Agriculture and Agri-FoodOral Questions

3:10 p.m.

Conservative

John Barlow Conservative Foothills, AB

Mr. Speaker, the Prime Minister should read his own legislation. The farm tax rebate, through Bill C-8, gives farmers pennies on the dollar back on what they spend on the carbon tax. The result of that is Saskatchewan farmers just had the most expensive harvest in their history. Their on-farm costs exceeded $11 billion, the highest year-over-year increase since 2012. On-farm fuel has more than doubled, and the cost of fertilizer is up 110%. The carbon tax is pounding farmers to the ground and putting our food security at risk.

What will it take for the Prime Minister to cancel his plan to triple the tax on food, fuel and farmers?

Agriculture and Agri-FoodOral Questions

November 23rd, 2022 / 3:10 p.m.

Papineau Québec

Liberal

Justin Trudeau LiberalPrime Minister

Mr. Speaker, from the supply chain disruptions of the pandemic to the war on Ukraine, there have been global disruptions that have impacted Canadians, including Canadian farm families. At the same time, however, putting a price on pollution not only prepares and ensures we are ready to be competitive in a lower-carbon world in the coming decades, but also puts more money back in the pockets of hard-working families who need it, every single year. This is the approach that fights climate change to ensure a better future for our kids and grandkids while at the same time supporting families right now. We will continue to be there for families.

The EconomyOral Questions

3:10 p.m.

Conservative

Rachael Thomas Conservative Lethbridge, AB

Mr. Speaker, while the Prime Minister has no problem spending $6,000 of taxpayer money on a single hotel night, Canadians are struggling just to feed their families. Thanks to the Liberals, everything in this country is broken. There are 1.5 million Canadians who accessed a food bank in a single month; inflation is at a 40-year high, and over half of all Canadians are living paycheque to paycheque, finding it difficult to make ends meet.

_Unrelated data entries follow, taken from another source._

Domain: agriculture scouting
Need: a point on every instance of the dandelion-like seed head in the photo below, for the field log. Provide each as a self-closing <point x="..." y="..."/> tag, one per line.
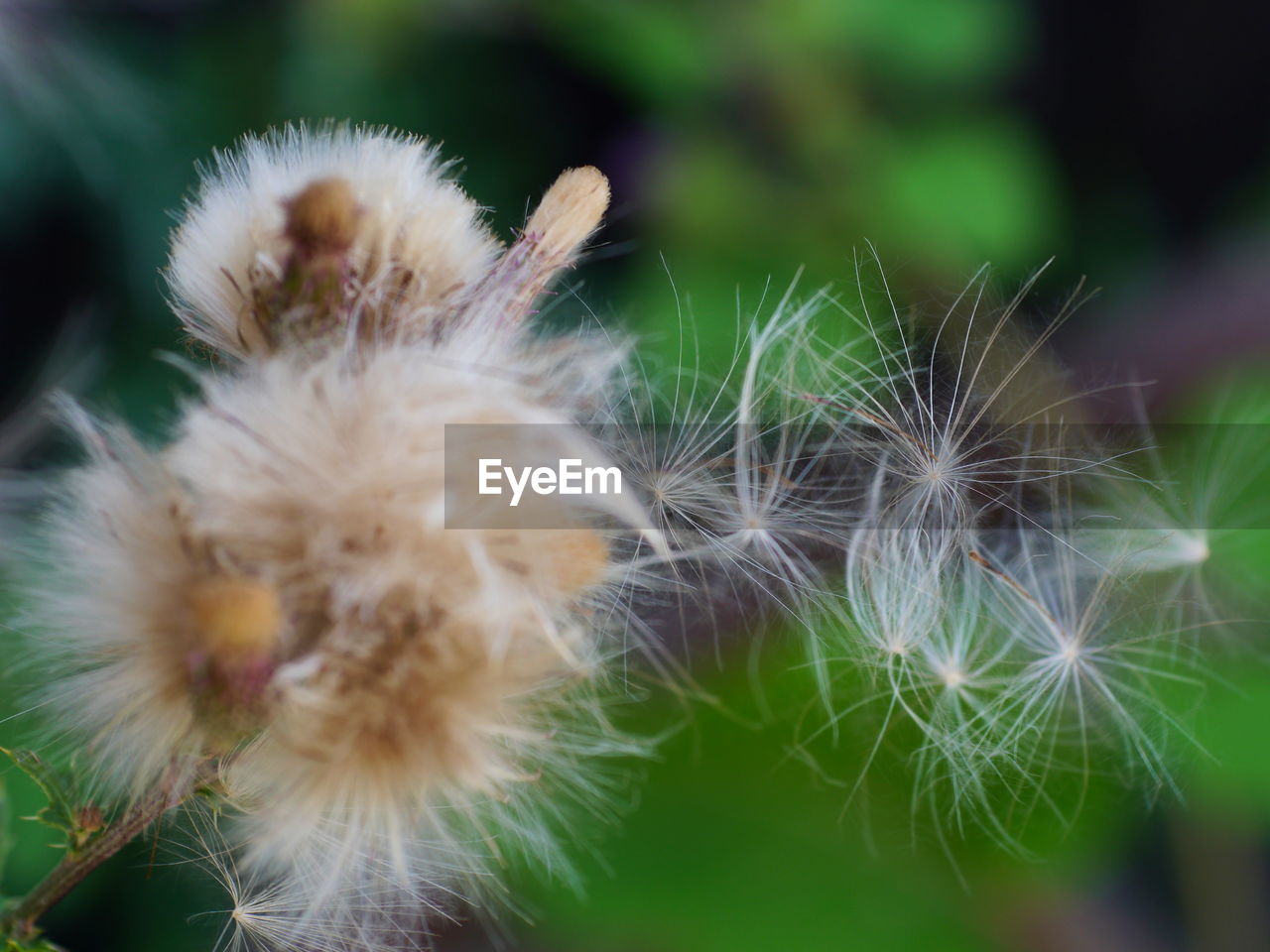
<point x="395" y="703"/>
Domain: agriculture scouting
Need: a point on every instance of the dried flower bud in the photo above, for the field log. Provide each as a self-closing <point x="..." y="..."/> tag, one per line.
<point x="235" y="619"/>
<point x="568" y="213"/>
<point x="321" y="220"/>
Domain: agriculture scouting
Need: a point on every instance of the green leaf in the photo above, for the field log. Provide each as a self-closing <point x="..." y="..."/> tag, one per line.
<point x="31" y="946"/>
<point x="5" y="844"/>
<point x="66" y="810"/>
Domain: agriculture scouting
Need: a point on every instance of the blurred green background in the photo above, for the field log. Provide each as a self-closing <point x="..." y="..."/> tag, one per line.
<point x="747" y="143"/>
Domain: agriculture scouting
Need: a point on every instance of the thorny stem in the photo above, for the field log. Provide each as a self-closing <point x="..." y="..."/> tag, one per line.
<point x="75" y="866"/>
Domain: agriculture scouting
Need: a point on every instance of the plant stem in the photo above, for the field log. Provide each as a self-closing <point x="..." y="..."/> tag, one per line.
<point x="73" y="867"/>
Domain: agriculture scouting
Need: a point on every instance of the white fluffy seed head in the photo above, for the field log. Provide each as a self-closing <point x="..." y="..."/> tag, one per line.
<point x="395" y="703"/>
<point x="302" y="226"/>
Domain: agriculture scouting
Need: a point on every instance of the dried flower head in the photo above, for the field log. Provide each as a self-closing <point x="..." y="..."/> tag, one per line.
<point x="395" y="703"/>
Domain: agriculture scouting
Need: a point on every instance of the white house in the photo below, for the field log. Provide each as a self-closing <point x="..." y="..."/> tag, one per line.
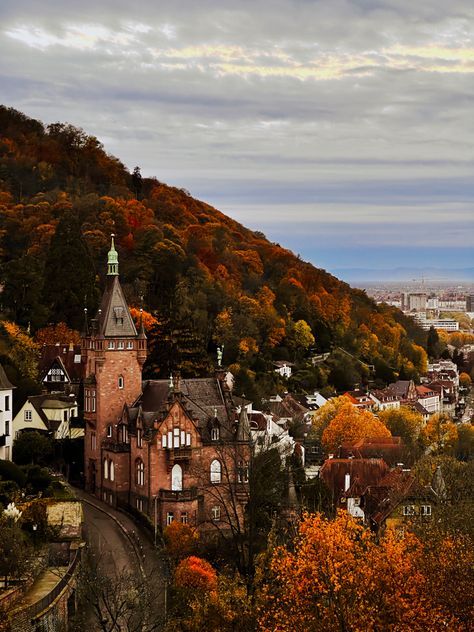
<point x="283" y="368"/>
<point x="6" y="407"/>
<point x="55" y="414"/>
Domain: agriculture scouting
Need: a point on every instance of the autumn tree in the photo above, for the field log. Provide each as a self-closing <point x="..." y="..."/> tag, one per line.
<point x="350" y="424"/>
<point x="440" y="434"/>
<point x="321" y="419"/>
<point x="59" y="333"/>
<point x="337" y="577"/>
<point x="405" y="423"/>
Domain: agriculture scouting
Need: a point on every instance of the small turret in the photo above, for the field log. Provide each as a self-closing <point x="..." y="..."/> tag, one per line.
<point x="112" y="259"/>
<point x="243" y="426"/>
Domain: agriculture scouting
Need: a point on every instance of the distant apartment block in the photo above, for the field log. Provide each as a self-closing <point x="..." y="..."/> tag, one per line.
<point x="414" y="301"/>
<point x="448" y="324"/>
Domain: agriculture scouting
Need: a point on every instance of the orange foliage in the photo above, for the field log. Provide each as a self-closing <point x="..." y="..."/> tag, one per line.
<point x="59" y="333"/>
<point x="352" y="423"/>
<point x="194" y="573"/>
<point x="149" y="321"/>
<point x="339" y="578"/>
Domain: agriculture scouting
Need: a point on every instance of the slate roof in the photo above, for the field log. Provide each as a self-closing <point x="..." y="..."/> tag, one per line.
<point x="365" y="471"/>
<point x="204" y="399"/>
<point x="397" y="486"/>
<point x="114" y="319"/>
<point x="68" y="357"/>
<point x="39" y="402"/>
<point x="388" y="448"/>
<point x="5" y="384"/>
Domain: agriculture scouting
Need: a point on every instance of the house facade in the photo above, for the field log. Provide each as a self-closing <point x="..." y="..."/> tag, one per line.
<point x="6" y="407"/>
<point x="55" y="414"/>
<point x="171" y="449"/>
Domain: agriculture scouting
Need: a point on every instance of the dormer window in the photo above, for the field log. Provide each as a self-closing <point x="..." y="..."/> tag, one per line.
<point x="118" y="313"/>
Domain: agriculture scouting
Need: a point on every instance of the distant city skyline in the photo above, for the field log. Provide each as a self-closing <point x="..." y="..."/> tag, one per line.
<point x="343" y="130"/>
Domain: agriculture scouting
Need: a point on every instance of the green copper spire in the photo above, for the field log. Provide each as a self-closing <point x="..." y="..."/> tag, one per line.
<point x="112" y="260"/>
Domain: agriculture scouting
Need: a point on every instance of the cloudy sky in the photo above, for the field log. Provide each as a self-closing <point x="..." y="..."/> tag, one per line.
<point x="342" y="129"/>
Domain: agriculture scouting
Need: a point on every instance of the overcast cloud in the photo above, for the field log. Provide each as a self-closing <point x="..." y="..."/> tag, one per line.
<point x="328" y="125"/>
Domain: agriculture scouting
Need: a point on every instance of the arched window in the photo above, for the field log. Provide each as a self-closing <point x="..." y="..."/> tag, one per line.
<point x="216" y="471"/>
<point x="140" y="472"/>
<point x="177" y="478"/>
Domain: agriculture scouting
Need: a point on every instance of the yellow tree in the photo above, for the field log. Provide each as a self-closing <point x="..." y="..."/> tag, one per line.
<point x="322" y="417"/>
<point x="405" y="423"/>
<point x="350" y="424"/>
<point x="440" y="433"/>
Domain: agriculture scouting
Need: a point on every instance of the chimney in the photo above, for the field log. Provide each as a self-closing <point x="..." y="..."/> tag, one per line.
<point x="347" y="482"/>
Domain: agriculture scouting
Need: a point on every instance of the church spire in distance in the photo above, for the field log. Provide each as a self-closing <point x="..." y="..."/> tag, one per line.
<point x="112" y="259"/>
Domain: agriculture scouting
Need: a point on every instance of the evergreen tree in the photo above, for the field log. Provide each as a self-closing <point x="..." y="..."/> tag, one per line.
<point x="69" y="274"/>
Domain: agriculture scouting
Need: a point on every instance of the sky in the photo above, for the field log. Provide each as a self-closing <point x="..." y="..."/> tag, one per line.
<point x="343" y="130"/>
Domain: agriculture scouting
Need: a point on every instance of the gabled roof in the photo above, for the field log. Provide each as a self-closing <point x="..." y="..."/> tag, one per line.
<point x="114" y="319"/>
<point x="5" y="384"/>
<point x="68" y="357"/>
<point x="50" y="401"/>
<point x="203" y="399"/>
<point x="366" y="471"/>
<point x="397" y="486"/>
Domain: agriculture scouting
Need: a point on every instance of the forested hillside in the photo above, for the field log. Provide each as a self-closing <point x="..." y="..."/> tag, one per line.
<point x="206" y="278"/>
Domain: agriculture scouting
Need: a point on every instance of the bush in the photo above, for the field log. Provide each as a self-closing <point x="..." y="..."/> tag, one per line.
<point x="11" y="472"/>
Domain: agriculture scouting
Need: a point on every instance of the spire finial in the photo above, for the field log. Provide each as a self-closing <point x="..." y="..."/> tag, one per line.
<point x="112" y="259"/>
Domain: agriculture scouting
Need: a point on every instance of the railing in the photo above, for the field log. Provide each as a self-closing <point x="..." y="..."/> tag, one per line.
<point x="114" y="446"/>
<point x="178" y="454"/>
<point x="48" y="599"/>
<point x="182" y="495"/>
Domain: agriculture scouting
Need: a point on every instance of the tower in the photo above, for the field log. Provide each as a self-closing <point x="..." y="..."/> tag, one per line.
<point x="113" y="354"/>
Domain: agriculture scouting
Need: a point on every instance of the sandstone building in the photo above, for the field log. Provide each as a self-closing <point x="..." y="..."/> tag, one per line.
<point x="171" y="449"/>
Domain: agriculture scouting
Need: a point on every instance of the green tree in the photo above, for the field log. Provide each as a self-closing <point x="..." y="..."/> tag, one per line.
<point x="32" y="448"/>
<point x="70" y="275"/>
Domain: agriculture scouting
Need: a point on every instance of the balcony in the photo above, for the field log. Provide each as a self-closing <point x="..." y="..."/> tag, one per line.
<point x="178" y="454"/>
<point x="115" y="446"/>
<point x="179" y="496"/>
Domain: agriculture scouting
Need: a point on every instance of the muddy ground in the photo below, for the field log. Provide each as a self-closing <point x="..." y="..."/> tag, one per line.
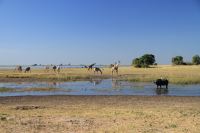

The question is simple. When will the Liberals stop making life difficult for Canadians and actually give them control of their lives?

The EconomyOral Questions

3:10 p.m.

Papineau Québec

Liberal

Justin Trudeau LiberalPrime Minister

Mr. Speaker, I have spoken about the dental and rental supports that will make a real difference in Canadian families' lives immediately, which the Conservatives voted against, but I have not spoken yet today about the child care initiatives that we put forward. Reducing child care to $10 a day and cutting child care fees in half for Canadian families right across the country this year is saving them thousands of dollars at a time when indeed pennies are tight for everyone.

Unfortunately, the Conservative Party continues to oppose child care and continues to oppose rental and dental supports. We are going to be there for Canadians while they leave people behind.

JusticeOral Questions

3:10 p.m.

Liberal

Francesco Sorbara Liberal Vaughan—Woodbridge, ON

Mr. Speaker, it is very clear that harsh, ineffective policies from the previous Conservative government did not succeed in making our communities safer. They also contributed to the over-representation of indigenous people and racialized and marginalized Canadians in our justice system.

Can the Prime Minister inform the chamber of the concrete steps we are taking to move past those policies and adopt a better working approach to making our justice system accessible, efficient and fair?

JusticeOral Questions

3:10 p.m.

Papineau Québec

Liberal

Justin Trudeau LiberalPrime Minister

Mr. Speaker, I want to thank the member for Vaughan—Woodbridge for the hard work he does for his constituents.

I am proud that Bill C-5 has now received royal assent. It is a long-overdue and essential step for our criminal justice system. It will give judges the flexibility to impose sentences that fit the crime and contribute to addressing the overincarceration of indigenous, Black and racialized people. We believe in a justice system that is tough when it needs to be tough, but is always fair.